専門家らによると、チップ収入に依存しているのは労働者のごく一部に過ぎず、医療や食品などの分野で支援が削られる痛みの方がはるかに大きいという。

イェール大予算研究所のマーサ・ギンベル所長は「低所得労働者の助けになり得る政策を検討するなら、チップ非課税は私のリストの上位に入らない」と述べた。

幾つかの独立機関の分析によると、議会上院で現在審議中の法案は実質的に貧しい人たちから富める人たちにお金を移転させるとの結論が下されている。

一例としてペンシルベニア大ウォートン・スクール予算モデル(PWBM)は、年収2万2000ドル未満の世帯は税引き後収入が1500ドル減少するのに対し、年収520万ドル超の世帯は10万4000ドルの増収につながると導き出した。議会予算局(CBO)も同様の結論に達した。

<さまざまな制限>

今回のチップ非課税措置では、年収16万ドル以下の労働者は2029年までは課税所得からチップ収入を除外できる。

ただ、チップ収入で稼ぐ人は米国の全労働者の2.5%程度に過ぎない。しかもイェール大予算研究所によると、チップ労働者の37%は既に所得税を払えないほど収入が少なくなっており、この制度の恩恵に浴することができない。

残業代や自動車ローンの利払いに対する控除なども、勤労者世帯へのプラス効果は限られる。どちらも相対的に所得の多い世帯が最大のメリットを享受する仕組みになっているからだ。

ニューヨーク大税法センターの政策ディレクター、ブランドン・デボット氏は「これらは全て、納税額がプラスになるだけの所得がある人々しか恩恵が受けられない」と指摘した。

さらに新たな税控除のプラスよりも、社会保障プログラムの縮小や政府債務増加に伴うマイナスの方がずっと大きい。

CBOの見積もりに基づくと、低所得者向け医療保険「メディケイド」とオバマケアに新たな制限が設けられることで、少なくとも870万人の低所得者が医療保険の加入対象からはじかれる見通しだ。
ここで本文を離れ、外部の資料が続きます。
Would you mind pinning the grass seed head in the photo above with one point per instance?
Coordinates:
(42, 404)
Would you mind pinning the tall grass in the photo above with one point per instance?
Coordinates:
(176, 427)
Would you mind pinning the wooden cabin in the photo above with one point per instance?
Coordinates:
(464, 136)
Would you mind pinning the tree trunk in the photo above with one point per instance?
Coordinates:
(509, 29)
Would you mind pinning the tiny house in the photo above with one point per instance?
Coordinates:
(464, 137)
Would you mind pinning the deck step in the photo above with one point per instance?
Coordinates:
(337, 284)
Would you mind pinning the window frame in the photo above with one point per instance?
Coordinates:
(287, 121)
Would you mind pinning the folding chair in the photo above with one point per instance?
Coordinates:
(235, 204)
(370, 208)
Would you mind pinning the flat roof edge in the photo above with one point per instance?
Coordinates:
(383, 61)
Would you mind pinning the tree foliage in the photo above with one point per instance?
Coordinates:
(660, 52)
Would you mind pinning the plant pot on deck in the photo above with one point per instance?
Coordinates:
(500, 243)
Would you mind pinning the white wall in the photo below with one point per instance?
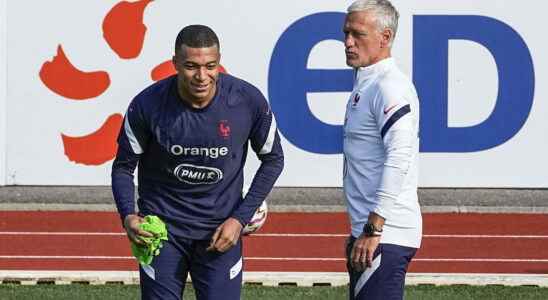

共和党は、低所得者支援を目的とした子育てと勤労所得の税額控除にも制限を導入。子育て関連の控除枠は28年まで2000ドルから2500ドルに引き上げられ、その後は物価調整されるものの、資格要件を得るには両親が社会保険番号を提出しなければならない。非営利団体の移民研究センターの調査では、これによって450万人の児童が対象外になってしまう。併せて、勤労所得税控除の資格要件も厳格化される。

複数の専門家は、内国歳入庁(IRS)の予算と人員が削減されることで、低所得層がこうした新しい制限に対応するのをIRSが支援しにくくなるとも警告する。

税制・歳出法案が成立すれば、現在36兆2000億ドルに達する連邦政府債務は、3兆8000億ドル上積みされる。

PWBMは、最終的にそのコストの大半が低所得者にのしかかるとみている。セーフティーネットの弱体化と債務返済額の増加を通じて将来的に低所得世帯は生涯収入が8500ドル目減りするが、一部の高所得世帯は生涯収入が1万7800ドル増えると試算した。

PWBMディレクターのケント・スメッターズ氏は「より多い借金とより多い(返済)負担が受け継がれ、誰かがそれを支払わなければならない」と言及した。